Mohon tunggu...
Dian S. Hendroyono
Dian S. Hendroyono Mohon Tunggu... Freelancer - Life is a turning wheel

Freelance Editor dan Penerjemah Kepustakaan Populer Gramedia | Eks Redaktur Tabloid BOLA | Eks Redaktur Pelaksana Tabloid Gaya Hidup Sehat | Eks Redaktur Pelaksana Majalah BOLAVAGANZA | Bekerja di Tabloid BOLA Juli 1995 hingga Tabloid BOLA berhenti terbit November 2018

Selanjutnya

Tutup

Life Hack Pilihan

BPJS Kesehatan, IGD, dan Kesabaran

25 Juni 2021   20:40 Diperbarui: 25 Juni 2021   20:44 255
+
Laporkan Konten
Laporkan Akun
Kompasiana adalah platform blog. Konten ini menjadi tanggung jawab bloger dan tidak mewakili pandangan redaksi Kompas.
Lihat foto
Ilustrasi Instalasi Gawat Darurat (Sumber: Aulia Hospital)
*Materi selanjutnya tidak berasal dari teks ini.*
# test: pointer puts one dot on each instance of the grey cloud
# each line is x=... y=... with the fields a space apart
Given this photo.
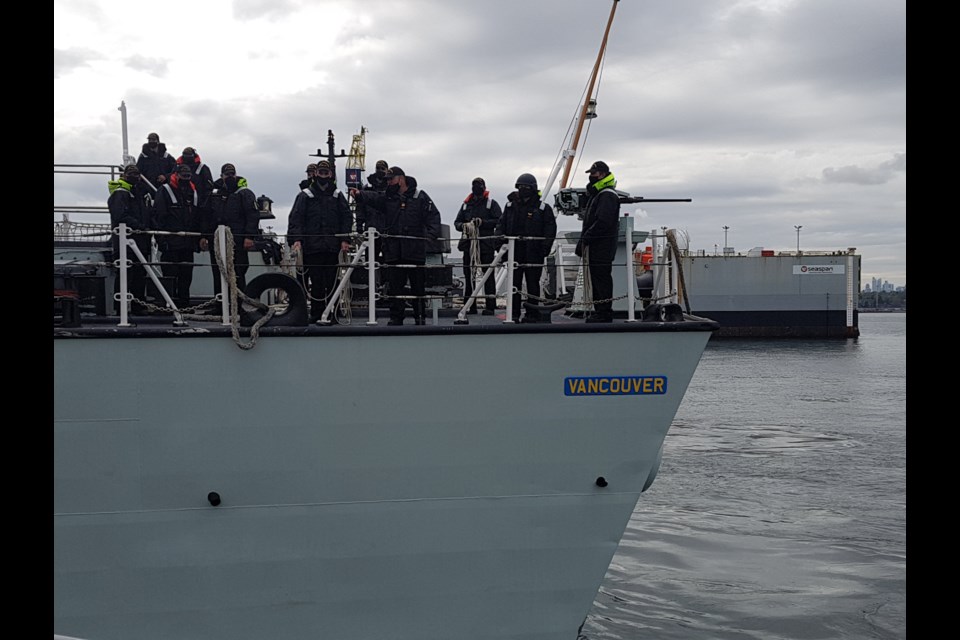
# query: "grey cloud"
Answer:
x=156 y=67
x=880 y=174
x=67 y=60
x=254 y=9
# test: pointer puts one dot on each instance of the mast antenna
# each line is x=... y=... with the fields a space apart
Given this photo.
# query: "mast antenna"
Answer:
x=127 y=158
x=587 y=111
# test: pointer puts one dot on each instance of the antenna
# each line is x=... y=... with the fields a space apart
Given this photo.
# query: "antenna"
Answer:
x=127 y=158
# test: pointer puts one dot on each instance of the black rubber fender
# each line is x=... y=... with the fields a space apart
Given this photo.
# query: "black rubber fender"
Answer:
x=296 y=313
x=663 y=313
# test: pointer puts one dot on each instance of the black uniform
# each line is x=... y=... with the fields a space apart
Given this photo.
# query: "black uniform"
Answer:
x=233 y=204
x=411 y=213
x=599 y=232
x=155 y=162
x=488 y=211
x=178 y=210
x=534 y=219
x=129 y=204
x=318 y=215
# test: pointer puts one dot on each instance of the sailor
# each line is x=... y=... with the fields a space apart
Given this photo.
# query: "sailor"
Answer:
x=154 y=162
x=377 y=181
x=408 y=219
x=233 y=204
x=477 y=220
x=202 y=177
x=533 y=222
x=129 y=203
x=319 y=215
x=178 y=210
x=598 y=238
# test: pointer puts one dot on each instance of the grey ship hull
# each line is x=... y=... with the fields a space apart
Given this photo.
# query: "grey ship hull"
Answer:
x=419 y=482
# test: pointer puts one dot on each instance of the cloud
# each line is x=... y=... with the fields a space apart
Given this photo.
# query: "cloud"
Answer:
x=881 y=174
x=65 y=61
x=156 y=67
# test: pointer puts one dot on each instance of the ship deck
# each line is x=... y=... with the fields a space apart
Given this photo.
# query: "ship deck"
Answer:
x=442 y=322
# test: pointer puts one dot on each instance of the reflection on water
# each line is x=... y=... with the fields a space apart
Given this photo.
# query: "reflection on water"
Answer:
x=780 y=508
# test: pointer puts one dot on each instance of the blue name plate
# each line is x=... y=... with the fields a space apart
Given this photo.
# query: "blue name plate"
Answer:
x=615 y=386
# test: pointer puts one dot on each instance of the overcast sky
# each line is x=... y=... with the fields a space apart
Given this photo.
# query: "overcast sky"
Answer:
x=767 y=113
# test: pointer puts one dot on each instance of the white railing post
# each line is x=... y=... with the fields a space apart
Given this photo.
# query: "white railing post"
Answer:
x=124 y=286
x=371 y=276
x=631 y=270
x=344 y=283
x=478 y=286
x=221 y=240
x=510 y=286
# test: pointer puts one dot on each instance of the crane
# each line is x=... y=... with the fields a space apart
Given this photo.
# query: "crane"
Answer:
x=356 y=160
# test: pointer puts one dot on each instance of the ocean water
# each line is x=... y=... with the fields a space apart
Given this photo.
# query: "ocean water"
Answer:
x=780 y=508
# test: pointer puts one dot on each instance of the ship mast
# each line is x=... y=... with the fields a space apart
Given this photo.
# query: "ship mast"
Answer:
x=590 y=99
x=586 y=111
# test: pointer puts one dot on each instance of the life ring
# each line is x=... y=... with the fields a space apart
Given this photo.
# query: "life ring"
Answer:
x=295 y=314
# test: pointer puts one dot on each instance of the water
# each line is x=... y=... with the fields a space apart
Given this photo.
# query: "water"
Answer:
x=780 y=509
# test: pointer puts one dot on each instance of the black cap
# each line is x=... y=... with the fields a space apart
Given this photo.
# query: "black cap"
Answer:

Ada dua jenis Badan Penyelenggara Jaminan Sosial alias BPJS. Yang pertama adalah BPJS Kesehatan, yang merupakan kelanjutan dari Askes atau Asuransi Kesehatan. Yang kedua adalah BPJS Ketenagakerjaan, yang merupakan penerus Jamsostek atau Jaminan Sosial Tenaga Kerja.

Yang ingin saya bicarakan di sini adalah BPJS Kesehatan. Supaya lebih praktis, maka akan saya tulis dengan BPJS saja.

Terus terang, baru satu kali saya menggunakan Kartu Indonesia Sehat, walau saya rajin membayar iuran.

Ketika itu, tekanan darah saya melonjak, sehingga seluruh badan saya rasanya berat dan kaku. Saya datang ke Faskes, atau klinik yang ditunjuk menjadi fasilitas kesehatan. Terletak di gang sebelah dari rumah, saya menunjukkan KIS dan e-KTP juga diminta. Kemudian, dokter pun memeriksa saya.

Saya datang ke Faskes, karena dokter yang biasa memeriksa saya tidak praktik setiap Minggu. Seandainya saya sakit sehari sebelumnya, atau Sabtu, maka saya akan datang ke rumah sakit tempat Pak Dokter berpraktik.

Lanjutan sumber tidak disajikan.